The problem is you have two conflicting networks and non standard nomenclature
SO NOT /ip pool
add name=dhcp ranges**=192.168.88.10-192.168.88.254**
/ip address
add address=192.168.1.150/23 comment=defconf interface=bridge network=
192.168.**0.**0
/ip dhcp-server network
add address=192.168.0.0/23 comment=defconf gateway=192.168.1.150
/ip dns static
add address=192.168.88.1 comment=defconf name=router.lan
REPLACE WITH /ip pool
add name=dhcp ranges=192.168.1.100-192.168.1.254
/ip address
add address=192.168.1.1/24 comment=defconf interface=bridge network=
192.168.1.0
/ip dhcp-server network
add address=192.168.1.0/24 comment=defconf gateway=192.168.1.1dns-server=192.168.1.1
/ip dns
set allow-remote-requests=yes server=1.1.1.1,9.9.9.9
Okay, I have made the updates that you have suggested, but I am still getting the same thing. I can see it getting through to the device if I listen on port 1433 but the telnet request just always times out. Here is the new configuration. Thanks.

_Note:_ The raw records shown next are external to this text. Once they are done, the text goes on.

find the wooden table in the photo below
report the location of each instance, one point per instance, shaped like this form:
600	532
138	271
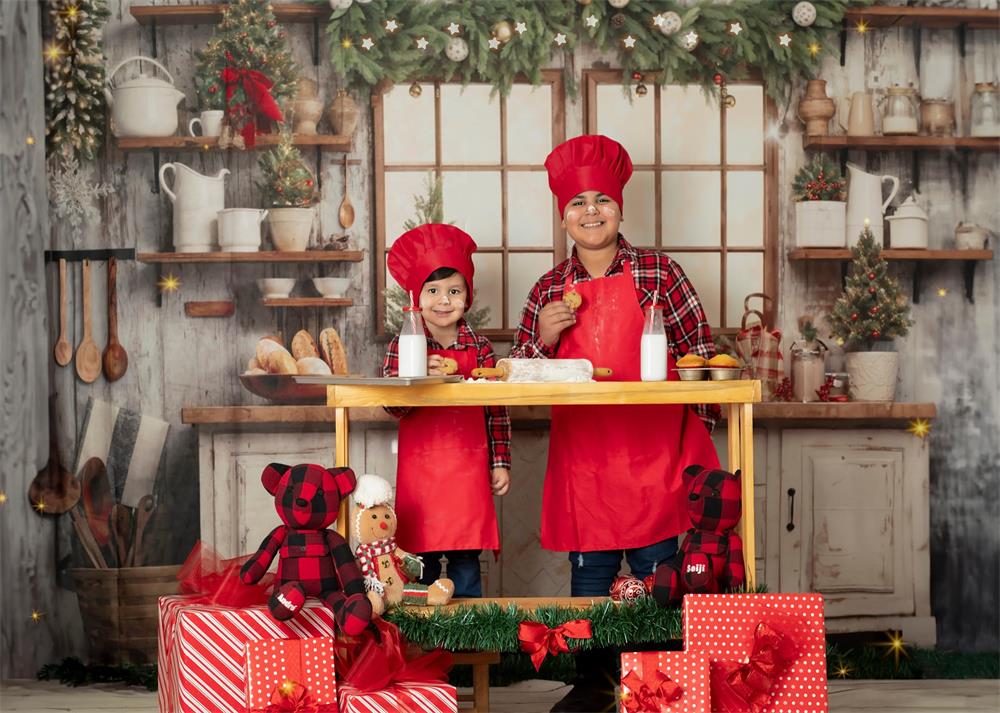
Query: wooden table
737	397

may/19/2024 15:54:48 by RouterOS 6.49.11
software id = C0KA-FF61
model = RB960PGS-PB
/interface bridge
add auto-mac=no comment=defconf name=bridge
/interface list
add comment=defconf name=WAN
add comment=defconf name=LAN
/interface wireless security-profiles
set [ find default=yes ] supplicant-identity=MikroTik
/ip dhcp-server
add disabled=no interface=bridge name=defconf
/ip pool
add name=dhcp ranges=192.168.1.100-192.168.1.254
/interface bridge port
add bridge=bridge comment=defconf interface=ether2
add bridge=bridge comment=defconf interface=ether3
add bridge=bridge comment=defconf interface=ether4
add bridge=bridge comment=defconf interface=ether5
add bridge=bridge comment=defconf interface=sfp1
/ip neighbor discovery-settings
set discover-interface-list=LAN
/interface list member
add comment=defconf interface=bridge list=LAN
add comment=defconf interface=ether1 list=WAN
/ip address
add address=192.168.1.1/24 comment=defconf interface=bridge network=192.168.1.0
/ip dhcp-client
add comment=defconf disabled=no interface=ether1
/ip dhcp-server network
add address=192.168.1.0/24 comment=defconf dns-server=192.168.1.1 gateway=
192.168.1.1
/ip dns
set allow-remote-requests=yes servers=1.1.1.1,9.9.9.9
/ip dns static
add address=192.168.88.1 comment=defconf disabled=yes name=router.lan
/ip firewall filter
add action=accept chain=input comment=
“defconf: accept established,related,untracked” connection-state=
established,related,untracked
add action=accept chain=input comment=winbox dst-port=8291 protocol=tcp
add action=drop chain=input comment=“defconf: drop invalid” connection-state=
invalid
add action=accept chain=input comment=“defconf: accept ICMP” protocol=icmp
add action=accept chain=input comment=
“defconf: accept to local loopback (for CAPsMAN)” dst-address=127.0.0.1
add action=drop chain=input comment=“defconf: drop all not coming from LAN”
in-interface-list=!LAN
add action=accept chain=forward comment=“defconf: accept in ipsec policy”
ipsec-policy=in,ipsec
add action=accept chain=forward comment=“defconf: accept out ipsec policy”
ipsec-policy=out,ipsec
add action=fasttrack-connection chain=forward comment=“defconf: fasttrack”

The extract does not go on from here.